Following the approval of regulations 102 and 105 of Road Traffic Regulations L.I 2180 (2012) also known as the towing levy, the Driver and Vehicle Licensing Authority (DVLA) is required to pay registered providers of commercial towing services 85 percent of funds from the towing levy every year. NRSC engaged a Transaction Adviser (TA) to translate the operation into a Public-Private Partnership to ensure sustainability. This was to be completed by June 30, 2015 for the implementation of the towing levy to commence by September same year. Whilst this process was ongoing, the NRSC met the leadership of the existing commercial service providers (already mentioned) in addition to Global Haulage Company Limited to discuss the way forward. It was concluded that the Police Administration should assist service providers with charges from vehicle owners.

When Mr. Annoh-Dompreh (MP, Nsawam-Adoagyiri) asked about the criterion used for the selection of the existing service providers during the questioning of the Minister in 2015, Mrs Attivor indicated that it was unknown to her and only the implementing agency (NRSC) is privy to that information. Though she did not know how the companies were selected, she said that the NRSC “went through the procurement process through the tender process to get the companies that are doing the towing services” (Parliamentary debates, 2015).

Questions asked of the Minister of Transport at the time were indicative of a common understanding and agreement on the towing levy. None of the questions critiqued the idea of slapping towing levies on vehicle owners. Neither were there expressed opinions on alternative ways of administering towing levies. Since public admittance to meetings of Parliament committees are restricted and subject to the discretion of the Committee Chairs, it is very hard, if not impossible, to ascertain the depth of public engagement on the towing levy.

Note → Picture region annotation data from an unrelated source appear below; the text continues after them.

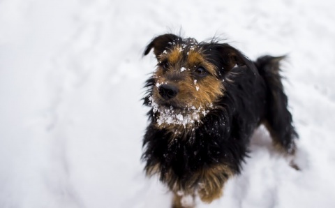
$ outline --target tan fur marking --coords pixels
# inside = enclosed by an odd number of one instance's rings
[[[190,68],[194,68],[195,66],[202,66],[213,75],[216,75],[216,67],[206,61],[206,59],[200,52],[190,50],[187,57],[187,62]]]
[[[169,62],[170,62],[172,64],[177,64],[181,58],[180,54],[180,47],[179,46],[174,47],[168,54],[168,59]]]
[[[223,176],[223,172],[227,177]],[[204,170],[200,174],[202,181],[198,193],[202,202],[210,203],[222,195],[225,182],[233,174],[228,166],[221,164]]]

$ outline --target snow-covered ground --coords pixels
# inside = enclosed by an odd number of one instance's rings
[[[334,207],[335,1],[0,1],[0,207],[168,208],[140,162],[140,98],[156,35],[220,36],[250,58],[288,54],[290,168],[264,128],[224,196],[198,207]]]

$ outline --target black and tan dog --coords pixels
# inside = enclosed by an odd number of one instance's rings
[[[144,138],[147,175],[174,193],[173,207],[211,202],[239,174],[255,129],[265,124],[276,149],[293,156],[297,134],[279,75],[284,57],[255,62],[227,43],[198,43],[174,34],[147,47],[158,60],[147,81],[151,107]]]

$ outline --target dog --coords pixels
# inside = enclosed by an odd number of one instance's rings
[[[285,57],[251,61],[216,38],[198,43],[172,34],[154,38],[157,67],[146,82],[151,107],[142,160],[174,193],[172,207],[209,203],[241,172],[254,131],[264,124],[275,149],[296,151],[298,135],[280,75]]]

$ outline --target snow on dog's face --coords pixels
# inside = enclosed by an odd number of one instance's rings
[[[198,43],[165,34],[154,38],[144,55],[152,48],[158,64],[147,82],[147,101],[161,128],[201,123],[224,95],[225,75],[241,62],[237,50],[214,40]]]

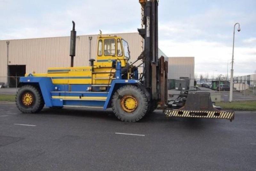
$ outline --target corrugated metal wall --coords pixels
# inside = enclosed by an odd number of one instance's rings
[[[129,43],[131,61],[134,61],[143,49],[143,39],[138,33],[111,35],[120,36]],[[89,37],[91,42],[91,57],[95,59],[97,35],[77,36],[74,66],[89,66]],[[0,82],[6,82],[6,40],[0,41]],[[9,65],[26,65],[26,72],[46,73],[49,67],[69,66],[70,37],[8,40]]]
[[[190,78],[190,85],[194,85],[195,58],[169,57],[168,61],[168,79],[179,79],[180,77]]]
[[[6,83],[7,79],[7,44],[6,41],[0,41],[0,82]]]

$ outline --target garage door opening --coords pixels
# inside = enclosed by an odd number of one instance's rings
[[[9,77],[9,87],[16,87],[16,79],[17,77],[17,84],[20,82],[20,77],[24,77],[26,73],[26,65],[8,65],[9,73],[8,74]]]

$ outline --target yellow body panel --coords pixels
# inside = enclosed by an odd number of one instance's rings
[[[107,43],[109,41],[109,39],[113,43],[107,44]],[[105,44],[105,40],[107,42],[106,44]],[[98,37],[97,60],[94,62],[93,66],[49,68],[46,74],[33,73],[32,74],[35,77],[51,77],[54,84],[110,84],[112,80],[115,79],[114,76],[116,69],[113,67],[115,67],[113,66],[116,64],[115,62],[120,61],[122,67],[126,66],[128,62],[128,59],[124,56],[122,40],[121,37],[116,36],[103,37],[100,35]],[[100,50],[99,48],[100,41],[102,42],[102,48]],[[107,47],[106,48],[107,50],[104,49],[104,46]],[[118,50],[117,46],[119,47]],[[122,56],[118,56],[118,53],[120,54],[120,47]],[[113,53],[115,51],[115,55],[105,56],[105,51],[108,52],[108,53],[111,51]],[[101,56],[99,56],[99,52],[101,53]],[[26,74],[25,76],[28,75]]]

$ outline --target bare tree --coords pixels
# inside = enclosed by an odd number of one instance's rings
[[[214,80],[214,79],[215,79],[215,77],[214,77],[214,75],[213,75],[213,74],[211,76],[211,79],[212,79],[212,80]]]
[[[200,82],[202,82],[202,80],[204,79],[204,76],[203,76],[203,74],[200,74]]]
[[[208,82],[208,79],[209,78],[209,74],[208,73],[206,74],[205,74],[205,76],[204,78],[206,79],[206,82]]]

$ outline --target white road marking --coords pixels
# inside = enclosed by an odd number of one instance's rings
[[[116,132],[115,133],[116,134],[122,134],[123,135],[128,135],[130,136],[145,136],[145,135],[141,134],[126,134],[125,133],[120,133],[120,132]]]
[[[22,125],[23,126],[30,126],[30,127],[36,127],[36,125],[26,125],[26,124],[19,124],[18,123],[15,123],[14,125]]]

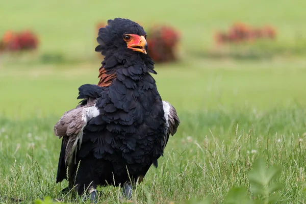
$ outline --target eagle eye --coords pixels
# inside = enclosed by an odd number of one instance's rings
[[[125,42],[129,42],[131,40],[131,36],[127,35],[124,35],[124,36],[123,36],[123,40]]]

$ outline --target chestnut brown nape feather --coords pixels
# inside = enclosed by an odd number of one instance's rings
[[[106,87],[110,86],[112,84],[113,80],[117,77],[115,73],[109,74],[106,72],[107,71],[103,66],[99,69],[99,76],[98,78],[100,80],[98,83],[98,86]]]

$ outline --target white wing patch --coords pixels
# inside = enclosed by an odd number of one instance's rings
[[[170,105],[165,101],[163,101],[163,109],[164,109],[164,117],[166,119],[166,124],[169,128],[169,114],[170,114]]]
[[[100,114],[100,111],[96,107],[96,104],[90,107],[86,108],[86,116],[87,117],[87,120],[89,120],[92,118],[97,117]]]
[[[79,147],[79,149],[81,149],[81,145],[82,144],[82,141],[83,140],[83,129],[86,126],[87,121],[91,118],[97,117],[100,114],[100,111],[95,105],[96,104],[94,104],[92,106],[85,108],[82,112],[82,120],[84,121],[84,124],[82,127],[82,129],[77,136],[78,139],[75,140],[75,142],[74,144],[73,144],[73,146],[75,146],[76,145],[78,140],[80,140],[80,147]]]

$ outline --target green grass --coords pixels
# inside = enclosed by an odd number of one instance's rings
[[[256,197],[248,175],[258,158],[282,168],[276,180],[284,188],[278,203],[306,203],[306,61],[295,56],[201,57],[213,45],[214,29],[236,20],[272,24],[278,32],[277,42],[290,44],[297,33],[306,34],[306,2],[0,2],[0,18],[6,19],[0,34],[31,28],[41,43],[36,54],[0,56],[0,203],[12,202],[3,196],[24,203],[45,196],[72,198],[60,193],[66,183],[55,184],[61,140],[53,125],[76,106],[80,85],[97,83],[94,26],[117,16],[146,27],[167,22],[182,33],[182,60],[156,65],[155,76],[181,125],[159,168],[150,168],[137,188],[135,203],[184,203],[207,197],[224,203],[229,190],[238,186]],[[42,64],[40,58],[50,53],[62,55],[64,62]],[[100,192],[101,203],[119,202],[120,189]]]

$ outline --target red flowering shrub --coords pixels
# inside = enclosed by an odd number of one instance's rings
[[[274,39],[276,35],[276,30],[270,26],[257,28],[243,23],[236,23],[226,32],[217,32],[215,39],[218,44],[239,43],[259,39]]]
[[[156,62],[176,60],[176,49],[180,41],[177,31],[167,26],[154,27],[148,32],[148,53]]]
[[[16,33],[7,31],[2,38],[4,50],[17,51],[34,49],[38,44],[37,36],[30,31]]]

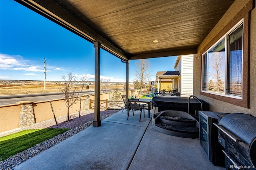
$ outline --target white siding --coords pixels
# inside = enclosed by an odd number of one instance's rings
[[[193,62],[194,55],[182,55],[181,63],[182,70],[181,93],[193,95]],[[180,63],[179,63],[179,65]],[[178,65],[178,67],[179,66]]]

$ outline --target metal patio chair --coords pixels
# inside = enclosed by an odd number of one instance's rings
[[[129,103],[129,108],[127,109],[127,120],[129,119],[129,114],[130,111],[132,110],[132,115],[134,116],[134,110],[139,110],[140,111],[140,119],[141,117],[141,113],[143,109],[143,113],[144,117],[145,117],[145,109],[144,109],[144,105],[140,104],[140,101],[138,99],[128,99],[128,103]]]
[[[126,99],[127,98],[127,97],[126,97],[126,95],[122,95],[122,98],[123,99],[123,101],[124,101],[124,107],[123,109],[123,110],[122,111],[122,113],[123,111],[124,111],[124,109],[126,109],[126,110],[128,109],[128,101],[126,101]]]

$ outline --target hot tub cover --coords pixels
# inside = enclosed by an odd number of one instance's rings
[[[159,111],[172,110],[188,112],[188,97],[156,96],[152,99],[152,106],[158,107]],[[201,104],[197,100],[190,98],[190,112],[201,110]]]

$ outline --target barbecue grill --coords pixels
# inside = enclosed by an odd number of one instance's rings
[[[226,169],[256,169],[256,117],[230,114],[214,125],[219,143],[225,148]]]

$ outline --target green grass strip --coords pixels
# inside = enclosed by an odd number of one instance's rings
[[[0,138],[0,161],[68,130],[47,128],[22,130]]]

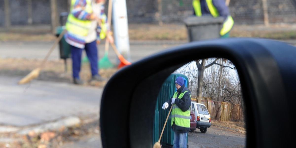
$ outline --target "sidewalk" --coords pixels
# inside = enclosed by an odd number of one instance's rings
[[[70,116],[98,115],[102,89],[0,76],[0,125],[20,127]]]

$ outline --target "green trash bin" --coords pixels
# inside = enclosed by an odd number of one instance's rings
[[[184,84],[186,87],[187,87],[188,78],[187,77],[182,74],[172,74],[165,81],[159,91],[157,97],[155,112],[153,141],[153,144],[158,141],[159,136],[160,136],[163,127],[163,125],[165,124],[167,116],[168,113],[168,110],[164,110],[161,108],[163,104],[173,95],[174,93],[176,90],[175,81],[176,79],[180,76],[184,78]],[[171,115],[170,115],[160,141],[160,144],[163,145],[162,147],[173,147],[174,132],[170,125],[171,122]],[[187,142],[188,143],[188,136]]]
[[[65,26],[59,26],[57,28],[56,36],[59,36],[62,32],[65,30]],[[61,59],[66,59],[70,58],[71,49],[70,45],[65,40],[64,37],[59,42],[59,57]]]
[[[59,36],[65,29],[65,26],[57,27],[56,30],[56,36],[57,37]],[[59,57],[61,59],[64,59],[65,64],[65,71],[67,72],[67,59],[70,57],[71,52],[70,45],[66,41],[65,38],[63,37],[59,42]]]
[[[67,22],[68,17],[68,13],[67,12],[62,12],[59,15],[59,23],[60,26],[56,28],[56,36],[58,37],[59,35],[65,29],[65,25]],[[59,57],[64,59],[65,64],[65,71],[67,71],[67,59],[70,57],[71,48],[70,45],[65,40],[63,37],[59,42]]]

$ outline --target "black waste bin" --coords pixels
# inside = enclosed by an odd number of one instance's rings
[[[56,30],[56,36],[58,37],[65,29],[65,25],[67,21],[68,13],[66,12],[61,13],[60,14],[59,23],[60,26],[57,28]],[[71,49],[70,45],[68,44],[64,37],[59,42],[59,57],[64,59],[65,63],[65,70],[67,71],[67,59],[70,57],[71,54]]]
[[[184,20],[190,42],[220,38],[223,17],[214,18],[210,16],[192,16]]]

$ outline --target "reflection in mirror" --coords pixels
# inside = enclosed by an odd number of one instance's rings
[[[168,77],[160,91],[154,143],[162,137],[163,147],[182,143],[193,148],[245,147],[242,97],[231,61],[211,58],[185,64]]]

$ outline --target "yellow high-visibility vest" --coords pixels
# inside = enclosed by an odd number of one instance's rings
[[[74,9],[76,1],[76,0],[72,0],[70,12]],[[88,13],[91,13],[93,12],[91,0],[86,0],[86,5],[84,8],[84,11]],[[91,20],[79,20],[70,13],[68,16],[67,22],[66,23],[66,29],[71,33],[83,38],[88,34],[91,25]]]
[[[178,99],[181,99],[186,92],[189,92],[186,91],[184,92],[181,93],[178,97]],[[175,92],[173,97],[176,98],[178,93],[177,91]],[[190,100],[191,100],[191,95],[190,96]],[[190,109],[185,112],[182,111],[176,104],[173,105],[173,108],[172,109],[172,121],[171,125],[175,122],[175,124],[179,126],[185,128],[190,127]]]
[[[201,17],[202,15],[200,0],[193,0],[192,4],[195,15],[198,17]],[[206,2],[210,12],[213,17],[219,17],[219,13],[217,9],[213,4],[212,0],[206,0]],[[232,17],[230,15],[228,16],[223,23],[223,27],[220,31],[220,35],[224,36],[230,31],[233,26],[234,22]]]

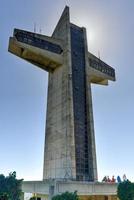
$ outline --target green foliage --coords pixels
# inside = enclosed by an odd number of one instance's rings
[[[77,192],[65,192],[60,195],[56,195],[52,198],[52,200],[79,200]]]
[[[121,182],[118,185],[117,195],[120,200],[134,200],[134,183],[128,180]]]
[[[20,200],[22,180],[16,179],[16,172],[5,177],[0,175],[0,200]]]

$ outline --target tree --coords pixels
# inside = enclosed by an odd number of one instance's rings
[[[118,185],[117,196],[120,200],[134,200],[134,183],[128,180],[121,182]]]
[[[79,197],[76,191],[74,193],[65,192],[65,193],[54,196],[52,200],[79,200]]]
[[[20,200],[22,179],[16,179],[16,172],[5,177],[0,175],[0,200]]]

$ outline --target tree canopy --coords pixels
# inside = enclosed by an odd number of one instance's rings
[[[120,200],[133,200],[134,183],[131,183],[129,180],[121,182],[118,185],[117,195]]]
[[[0,174],[0,200],[20,200],[22,179],[16,179],[16,172],[9,176]]]

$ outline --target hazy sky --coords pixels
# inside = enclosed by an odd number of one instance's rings
[[[51,35],[65,7],[87,28],[89,51],[115,68],[116,82],[92,86],[99,179],[134,180],[134,1],[3,0],[0,6],[0,173],[42,179],[47,73],[8,53],[13,29]]]

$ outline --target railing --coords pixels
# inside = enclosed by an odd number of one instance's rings
[[[51,51],[53,53],[61,54],[62,49],[59,45],[52,42],[35,37],[35,33],[15,29],[14,36],[19,42],[23,42],[40,49]]]
[[[95,60],[89,58],[89,65],[90,67],[115,78],[115,70],[112,67],[108,66],[106,63],[104,63],[102,60]]]

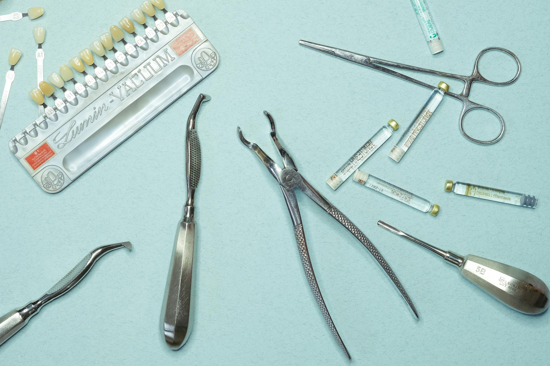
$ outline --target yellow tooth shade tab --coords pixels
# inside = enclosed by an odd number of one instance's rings
[[[139,5],[140,9],[143,10],[143,12],[149,16],[155,16],[155,8],[153,7],[153,4],[151,3],[151,2],[148,0],[141,3],[141,4]]]
[[[65,85],[65,82],[61,78],[61,75],[55,71],[52,72],[48,76],[48,81],[60,88],[63,87],[63,86]]]
[[[65,64],[59,66],[59,73],[61,74],[61,77],[63,78],[63,80],[65,81],[69,81],[74,78],[73,70],[70,69],[69,65]]]
[[[157,7],[159,10],[164,8],[164,0],[151,0],[151,2],[153,3],[153,5]]]
[[[103,44],[101,44],[97,40],[96,40],[91,43],[90,45],[90,48],[92,49],[94,51],[94,53],[96,54],[100,57],[103,57],[105,55],[105,49],[103,47]]]
[[[35,88],[29,92],[29,95],[31,99],[36,102],[37,104],[42,105],[44,104],[44,94],[42,93],[42,91],[38,88]]]
[[[113,48],[113,37],[111,36],[109,32],[104,33],[100,36],[100,41],[101,44],[107,49],[111,49]]]
[[[111,34],[113,36],[113,39],[117,42],[124,38],[124,33],[122,32],[122,30],[116,25],[111,26],[109,29],[111,30]]]
[[[86,65],[91,66],[94,64],[94,54],[92,53],[89,48],[84,48],[80,51],[79,54],[82,60],[85,62]],[[80,71],[80,72],[82,72],[82,71]]]
[[[42,92],[44,93],[44,95],[46,97],[50,97],[56,89],[53,88],[52,85],[48,83],[47,81],[44,81],[42,80],[38,83],[38,87],[40,88]]]
[[[8,62],[12,66],[17,63],[17,61],[21,58],[21,50],[17,48],[12,48],[9,50],[9,55],[8,56]]]
[[[130,16],[140,24],[145,24],[145,16],[143,15],[143,12],[140,10],[139,8],[136,8],[130,12]]]
[[[42,7],[29,8],[27,10],[27,14],[29,14],[29,19],[36,19],[37,18],[42,16],[42,15],[44,14],[44,8]]]
[[[124,16],[120,19],[120,21],[118,22],[118,24],[120,26],[121,28],[128,33],[134,33],[134,31],[136,30],[134,26],[134,23],[132,22],[132,21],[128,16]]]
[[[35,27],[32,29],[32,35],[35,41],[38,44],[44,43],[44,37],[46,36],[46,29],[44,27]]]

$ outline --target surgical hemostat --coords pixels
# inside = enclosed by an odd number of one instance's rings
[[[389,277],[392,281],[399,290],[402,297],[408,305],[411,313],[416,318],[418,319],[418,314],[415,308],[413,302],[407,294],[406,291],[403,288],[401,283],[399,282],[397,277],[389,267],[389,265],[386,261],[384,258],[380,254],[378,249],[371,243],[368,238],[359,230],[355,225],[351,222],[343,213],[331,204],[326,199],[323,197],[321,193],[318,192],[310,183],[304,178],[301,174],[298,173],[298,168],[290,155],[287,152],[287,150],[281,145],[280,142],[277,138],[275,131],[275,123],[273,119],[269,113],[264,111],[263,113],[269,120],[271,126],[271,138],[275,143],[276,147],[279,150],[283,159],[283,163],[284,168],[281,169],[271,157],[262,150],[257,145],[247,140],[243,136],[243,132],[240,127],[237,127],[237,132],[239,137],[244,145],[257,155],[260,160],[262,161],[263,165],[266,166],[267,170],[270,171],[271,175],[277,180],[280,185],[281,190],[283,191],[283,195],[284,196],[285,201],[288,207],[288,211],[290,214],[290,218],[294,225],[294,235],[296,237],[296,242],[298,245],[298,249],[300,252],[300,257],[301,260],[302,265],[304,266],[304,271],[305,272],[306,277],[309,283],[310,287],[313,292],[317,301],[317,305],[321,309],[324,320],[328,324],[328,326],[332,333],[332,335],[336,340],[336,342],[340,347],[342,350],[345,353],[348,358],[351,359],[351,356],[348,352],[348,350],[344,342],[342,341],[340,335],[332,321],[327,306],[324,303],[324,300],[319,289],[319,285],[317,283],[315,278],[315,274],[314,272],[313,267],[311,264],[311,260],[310,258],[309,253],[307,250],[307,245],[306,243],[305,234],[304,232],[304,227],[302,226],[302,220],[300,216],[300,210],[298,207],[298,202],[296,199],[296,194],[294,193],[294,188],[298,188],[304,192],[306,196],[309,197],[314,202],[317,204],[323,210],[326,211],[329,215],[333,217],[337,221],[339,222],[348,230],[353,234],[363,245],[365,246],[371,254],[374,256],[378,264],[382,267],[386,274]]]

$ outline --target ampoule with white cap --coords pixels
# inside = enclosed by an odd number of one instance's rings
[[[340,167],[336,172],[331,176],[327,181],[327,184],[333,190],[340,187],[340,185],[349,178],[355,170],[361,166],[365,161],[370,157],[382,144],[386,142],[392,136],[393,131],[399,128],[399,125],[395,120],[392,119],[388,121],[386,125],[382,126],[369,141],[361,147],[344,165]]]
[[[436,29],[436,25],[426,0],[411,0],[411,4],[432,54],[435,55],[443,50],[443,45],[441,43],[439,34]]]
[[[490,201],[522,206],[530,209],[537,207],[537,199],[535,196],[503,189],[491,188],[477,184],[465,183],[462,182],[453,183],[452,181],[447,181],[445,182],[445,191],[453,192],[463,196],[470,196]]]
[[[408,190],[405,190],[359,169],[354,173],[352,179],[360,184],[391,197],[422,212],[430,212],[432,216],[435,216],[439,212],[438,205],[432,204],[428,200],[414,193],[411,193]]]
[[[446,83],[440,81],[437,85],[437,89],[434,89],[430,94],[430,98],[419,111],[411,124],[403,132],[401,138],[397,142],[397,145],[392,149],[388,155],[390,157],[399,162],[399,160],[409,150],[415,139],[418,136],[418,134],[420,133],[424,125],[435,111],[436,108],[441,103],[443,95],[445,95],[445,92],[448,91],[449,91],[449,86]]]

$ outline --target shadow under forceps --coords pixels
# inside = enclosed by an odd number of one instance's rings
[[[306,181],[301,174],[298,173],[298,168],[294,164],[294,162],[290,155],[287,152],[284,148],[281,145],[280,142],[277,139],[275,131],[275,123],[273,117],[267,112],[264,111],[263,113],[267,116],[271,126],[271,138],[275,143],[275,146],[280,154],[283,158],[283,163],[284,168],[281,169],[273,160],[267,156],[267,155],[260,147],[254,143],[247,140],[243,136],[240,127],[237,127],[237,132],[241,142],[249,149],[257,155],[260,160],[262,161],[263,165],[266,166],[267,170],[270,171],[271,175],[277,180],[280,185],[281,190],[283,191],[283,195],[284,196],[284,200],[287,202],[287,206],[290,213],[290,218],[292,219],[292,223],[294,224],[294,235],[296,237],[296,242],[298,245],[298,250],[300,252],[300,258],[301,260],[302,265],[304,266],[304,271],[305,272],[306,277],[309,283],[310,287],[313,292],[317,301],[317,305],[321,309],[321,311],[324,317],[324,320],[328,324],[328,326],[332,333],[332,335],[336,340],[338,345],[345,353],[348,358],[351,359],[349,353],[344,342],[342,341],[340,335],[338,334],[334,323],[332,321],[327,306],[323,300],[323,296],[321,294],[321,290],[319,289],[319,285],[317,283],[315,278],[315,274],[313,271],[313,267],[311,265],[311,260],[310,258],[309,253],[307,251],[307,245],[306,244],[305,234],[304,232],[304,227],[302,226],[302,220],[300,216],[300,210],[298,208],[298,202],[296,199],[296,194],[294,193],[294,188],[298,188],[304,192],[306,196],[309,197],[321,208],[326,211],[329,215],[332,216],[337,221],[339,222],[348,230],[353,234],[363,245],[365,246],[371,254],[374,256],[378,264],[389,277],[390,279],[395,285],[397,290],[401,294],[402,297],[408,305],[409,309],[413,316],[418,319],[418,313],[415,308],[413,302],[407,294],[406,291],[403,288],[397,276],[392,270],[389,265],[384,259],[382,255],[378,251],[369,238],[359,230],[355,225],[351,222],[349,218],[340,212],[338,209],[331,204],[326,199],[323,197],[321,193],[318,192],[309,183]]]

It is also unclear whether there were exhaustive consultations, following the completion of the TA’s assignment, between Parliament and stakeholders. This also makes it difficult to understand why Road Safety Management Services Limited of Jospong, which was initially operating alongside other service providers, will propose a deal to government seeking to monopolize the towing sector and be a sole claimant to the annual 85 percent fund from the levy.

Mr Kojo Oppong-Nkrumah (MP, Ofoase-Ayirebi), a deputy Minister of Information is reported by the media to have admitted that there were very little public sensitization and engagement (before, during and after) the passage of the “Road Safety Fees”(towing levy). For this reason, the towing levy has been suspended until extensive sensitization and consultation are completed.

This is not the first time Parliament has retreated under ‘heavy fire’ from the public, which is a good thing. However, this also serves as a reminder to Parliament to do the necessary due diligence and that also includes making extensive public engagement paramount among other plans for effective legislation and policy making.

It is crucial for Parliament to open up meetings of Parliamentary Committees to the public by default, a move that requires an amendment to Standing Order 213 which states:

“No stranger shall be admitted to any meeting of a Committee without the consent of the Chairman, unless the Committee decides that such meeting shall be held in public: Provided that the Chairman of a Committee may, whenever he thinks fit, order the withdrawal of strangers from any meeting which is being held in public.”